When analysts think about geopolitical disruptions, they tend to focus on the most visible consequences.
If the Strait of Hormuz were closed, oil prices would spike. Tanker traffic carrying roughly 20 million barrels of oil per day would be disrupted. Global energy markets would convulse.
These are the first-order effects — the ones that dominate headlines.
But complex systems rarely unravel at the first shock. The deeper disruptions often appear in the second and third layers of the system.
The Gulf is not just an energy hub. It is also a vast employment engine for migrant labor.
Construction cranes across Dubai, Riyadh, and Doha are powered by workers from Pakistan, India, Bangladesh, Nepal, Egypt, and the Philippines. Entire communities in these countries depend on the salaries earned in the Gulf.
If a major conflict in the region — perhaps one involving Iran — were to close the Strait of Hormuz for an extended period, the immediate impact would indeed be felt in oil markets.
But a quieter chain reaction would begin at the same time.
Energy exports would slow. Government revenues across the Gulf would shrink. Infrastructure projects would halt. Private sector activity would contract.
And millions of migrant workers could suddenly find themselves without jobs.
When that happens, remittance flows collapse quickly. But an even more powerful shock follows.
The workers themselves come home.
History offers glimpses of how disruptive that moment can be.
During the 1990–91 Gulf War, Iraq’s invasion of Kuwait triggered a sudden exodus of foreign labor. Nearly two million migrant workers fled the region within months. Egypt repatriated hundreds of thousands of citizens almost overnight. Jordan absorbed an influx equivalent to nearly 10% of its population in a single year, straining housing, labor markets, and public finances.
More recently, the COVID-19 pandemic created a smaller but revealing version of the same phenomenon.
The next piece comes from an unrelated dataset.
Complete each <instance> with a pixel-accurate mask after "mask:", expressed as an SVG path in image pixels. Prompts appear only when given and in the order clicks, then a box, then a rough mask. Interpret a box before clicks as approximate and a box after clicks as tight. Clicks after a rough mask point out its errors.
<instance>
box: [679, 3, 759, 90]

As Gulf economies slowed and travel halted, hundreds of thousands of migrant workers returned to South Asia. Regions that depended heavily on remittance income experienced sudden economic stress as household incomes disappeared and local job markets struggled to absorb returning workers.
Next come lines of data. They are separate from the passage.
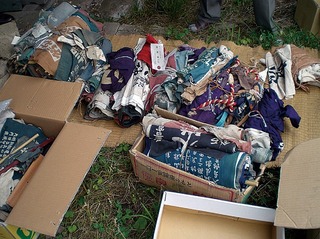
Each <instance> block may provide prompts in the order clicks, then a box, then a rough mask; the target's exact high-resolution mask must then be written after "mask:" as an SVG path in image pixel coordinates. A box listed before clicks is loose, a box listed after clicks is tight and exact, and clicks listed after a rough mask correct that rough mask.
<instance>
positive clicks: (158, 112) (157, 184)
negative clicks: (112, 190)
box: [130, 107, 265, 202]
mask: <svg viewBox="0 0 320 239" xmlns="http://www.w3.org/2000/svg"><path fill="white" fill-rule="evenodd" d="M155 110H156V112H157V114H158V115H160V116H162V117H164V118H167V119H174V120H183V121H185V122H187V123H189V124H193V125H195V126H198V127H199V126H203V125H205V124H204V123H201V122H199V121H196V120H192V119H189V118H187V117H184V116H181V115H177V114H173V113H171V112H169V111H166V110H163V109H161V108H159V107H155ZM144 148H145V135H144V134H143V133H142V134H141V136H140V137H139V138H138V139H137V140H136V142H135V143H134V144H133V146H132V148H131V150H130V156H131V163H132V165H133V170H134V173H135V175H136V176H137V177H138V178H139V180H140V181H141V182H142V183H144V184H147V185H151V186H155V187H158V188H161V189H165V190H172V191H176V192H183V193H188V194H192V195H200V196H205V197H210V198H216V199H223V200H227V201H233V202H246V200H247V198H248V197H249V195H250V193H251V192H252V190H253V189H254V188H255V187H256V186H257V185H258V183H259V180H260V177H261V175H262V174H263V172H264V169H265V165H261V167H260V169H261V172H258V174H259V176H258V177H257V178H256V179H255V181H253V185H251V186H248V187H247V188H246V190H244V191H240V190H238V189H233V188H227V187H223V186H220V185H217V184H214V183H212V182H209V181H207V180H205V179H202V178H200V177H197V176H194V175H192V174H190V173H187V172H184V171H182V170H179V169H176V168H174V167H172V166H169V165H167V164H165V163H162V162H159V161H157V160H155V159H152V158H150V157H148V156H146V155H145V154H143V153H142V152H143V150H144Z"/></svg>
These episodes were temporary shocks.
A prolonged closure of Hormuz could produce something far larger.
If Gulf economies slowed sharply, millions of migrant workers could begin returning to their home countries over a relatively short period of time. Remittance inflows would shrink just as domestic labor markets suddenly faced a surge in job seekers.
The consequences would cascade through several channels at once.
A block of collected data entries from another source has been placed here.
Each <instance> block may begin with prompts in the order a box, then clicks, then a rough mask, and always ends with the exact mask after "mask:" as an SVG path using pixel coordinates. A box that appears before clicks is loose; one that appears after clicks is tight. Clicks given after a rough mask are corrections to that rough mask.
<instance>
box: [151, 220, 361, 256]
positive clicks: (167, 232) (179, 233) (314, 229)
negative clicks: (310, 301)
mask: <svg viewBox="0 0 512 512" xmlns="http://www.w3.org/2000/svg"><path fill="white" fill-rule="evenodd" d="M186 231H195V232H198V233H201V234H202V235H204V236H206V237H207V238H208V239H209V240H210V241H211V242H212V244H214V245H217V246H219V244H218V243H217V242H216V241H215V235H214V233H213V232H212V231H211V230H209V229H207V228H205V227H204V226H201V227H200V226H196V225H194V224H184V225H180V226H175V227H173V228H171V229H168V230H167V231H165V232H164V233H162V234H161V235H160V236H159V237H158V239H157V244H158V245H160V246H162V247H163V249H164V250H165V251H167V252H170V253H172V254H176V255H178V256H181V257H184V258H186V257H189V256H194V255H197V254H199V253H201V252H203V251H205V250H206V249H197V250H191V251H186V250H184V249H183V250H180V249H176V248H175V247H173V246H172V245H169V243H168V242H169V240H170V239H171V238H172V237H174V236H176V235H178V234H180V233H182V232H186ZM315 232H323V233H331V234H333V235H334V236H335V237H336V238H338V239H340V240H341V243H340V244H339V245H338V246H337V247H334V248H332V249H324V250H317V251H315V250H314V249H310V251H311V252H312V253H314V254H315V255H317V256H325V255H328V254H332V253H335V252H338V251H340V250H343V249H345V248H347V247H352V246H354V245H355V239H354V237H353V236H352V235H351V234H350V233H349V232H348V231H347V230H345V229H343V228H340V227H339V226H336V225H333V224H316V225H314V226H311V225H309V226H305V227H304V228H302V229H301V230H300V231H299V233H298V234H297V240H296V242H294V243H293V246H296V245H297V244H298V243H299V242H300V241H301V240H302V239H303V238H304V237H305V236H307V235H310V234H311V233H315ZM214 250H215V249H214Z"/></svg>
Households that depended on monthly remittances would lose their primary source of income. Local businesses would lose customers. Foreign currency inflows would fall, placing pressure on exchange rates and making imports more expensive.
Governments already struggling with debt and fiscal constraints would face rising unemployment and growing social pressure.
And the returning workers themselves would not be the same individuals who originally left.
Many would come back with savings, international exposure, and new expectations. They would have seen higher wages, functioning infrastructure, and more efficient systems of governance. Returning to economies with limited opportunity can produce frustration as well as awareness.
When large numbers of such workers return simultaneously, the pressure on social and political systems can rise quickly.
A prolonged disruption in the Strait of Hormuz might or might not resolve whatever conflict triggered it — whether a confrontation involving Iran, Israel, or a wider regional war.
But the consequences would not remain confined to the Gulf.
They would travel quietly along migration routes and financial channels — through Karachi, Dhaka, Cairo, and Manila.
Oil tankers might stop moving through Hormuz.
Soon after, millions of workers could begin moving the other way — back toward economies that cannot easily absorb them.
And one of those economies is Pakistan, a politically fragile country of more than 240 million people, already under economic strain — and armed with nuclear weapons.
The Strait of Hormuz may control the flow of oil.
But in a deeply interconnected world, it also helps control the flow of people, money, and stability far beyond the Gulf itself.